The details, the small things—they really do count. Who knows, lemons really could be what convinces an all-state athlete, with a 4.0 GPA, to come to Hillsdale College. Of course, he won’t know that it was the lemons, or the moulding along the edge of the wall and the ceiling in the Student Union, or the slightly more purple petunias off to the side of the eagle statue. But they—the petunias, or the moulding, or the lemons (probably the lemons)—may be the final push, the sweet and tangy final push that convince Dash Johnson, the captain of his football team since sophomore year and the heartthrob of McKinney High in Pensacola, Washington, to sign his blue and white letter of intent.

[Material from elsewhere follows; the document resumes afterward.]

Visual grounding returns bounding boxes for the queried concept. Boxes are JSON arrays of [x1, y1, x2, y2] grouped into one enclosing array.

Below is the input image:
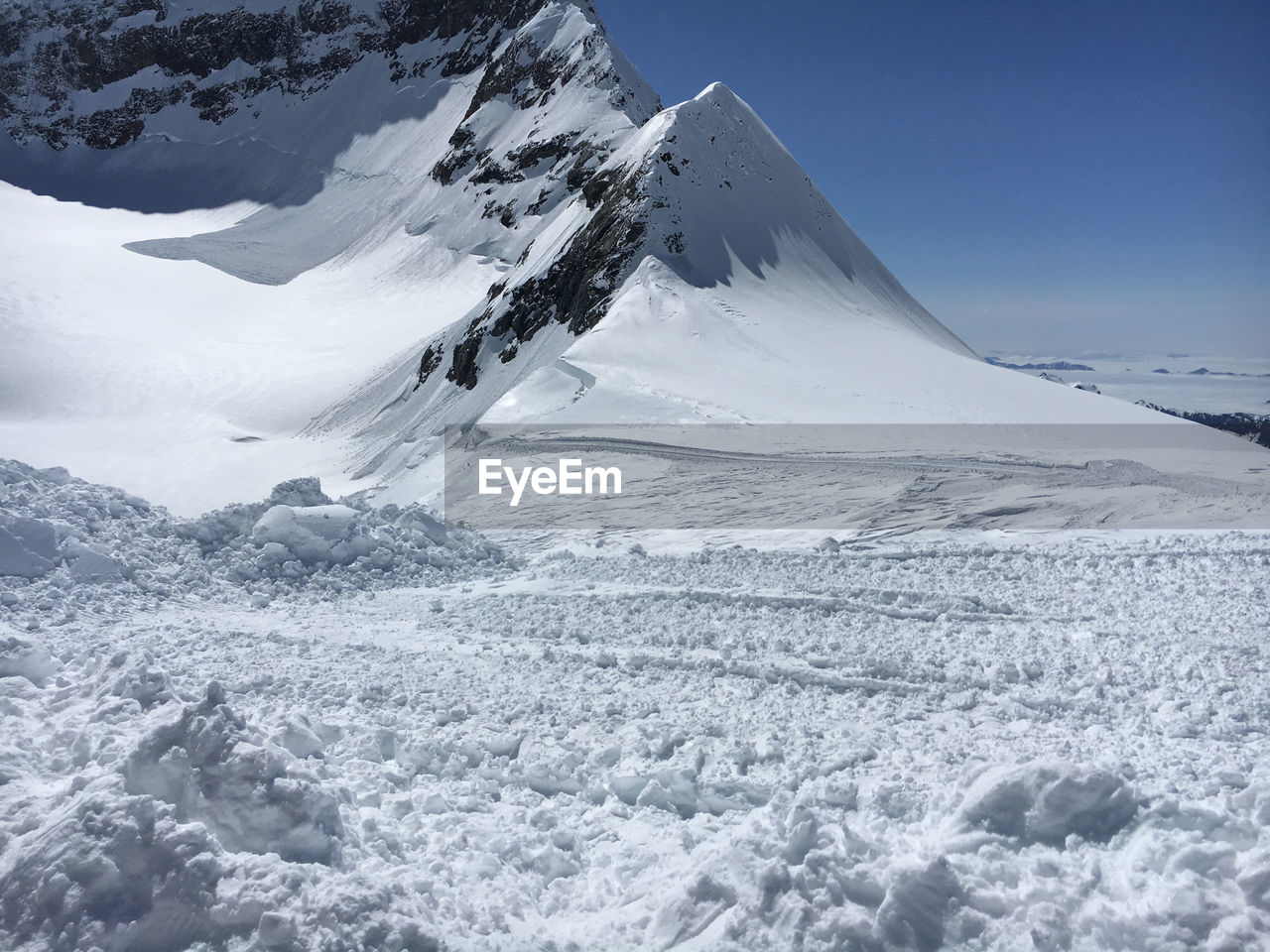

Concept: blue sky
[[598, 0, 1270, 355]]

The only problem with lemons, though, is that you only notice them after they’re gone. Maybe Dash won’t pay the lemons more than a passing glance when he takes one at Distinguished Scholars’ Weekend, or even when they’re not here for his first few weeks of freshman year. But he’s sure to be pleasantly surprised when the lemons come back—when the new Dash Johnson—the Dash Johnson of the class of 2017, or 2018, or whatever other year, has come to town. Yes, our Dash will certainly be pleasantly surprised, and he’ll wonder why there are lemons again. He’ll wonder more about the lemons when they’re gone the next day, and, for a while, he won’t really understand those lemons, mostly because he doesn’t play baseball (the new Dash does), and he doesn’t know that the newest class of soon-to-graduate heartthrob geniuses is eating nearby in the private dining room. But then, he will wake up one Saturday on parents’ weekend, and the lemons will be back. Only this time, Dash’s mother will be in town, and she will comment on how nice it is that the college gives its students lemons with their iced tea. And Dash will also notice that the food is a little nicer, and that the dish carousel isn’t quite as messy, and that the bananas are a little riper. But mostly he will notice the lemons. And as he stares at the thin yellow citrus wedge floating in his drink, he will finally understand what the lemons mean. They are the lemons of oppression, and of beguilement, and of lies—they are shined with the waxy polish of Orwellian academia, nourished on the forgetful liquors of the Lethe River and delivered in a crystal bowl by Salome herself.
But Dash will keep sipping his iced tea, and take the lemons when he can get them, because lemons are tangy, and make the iced tea go down a little more sweetly.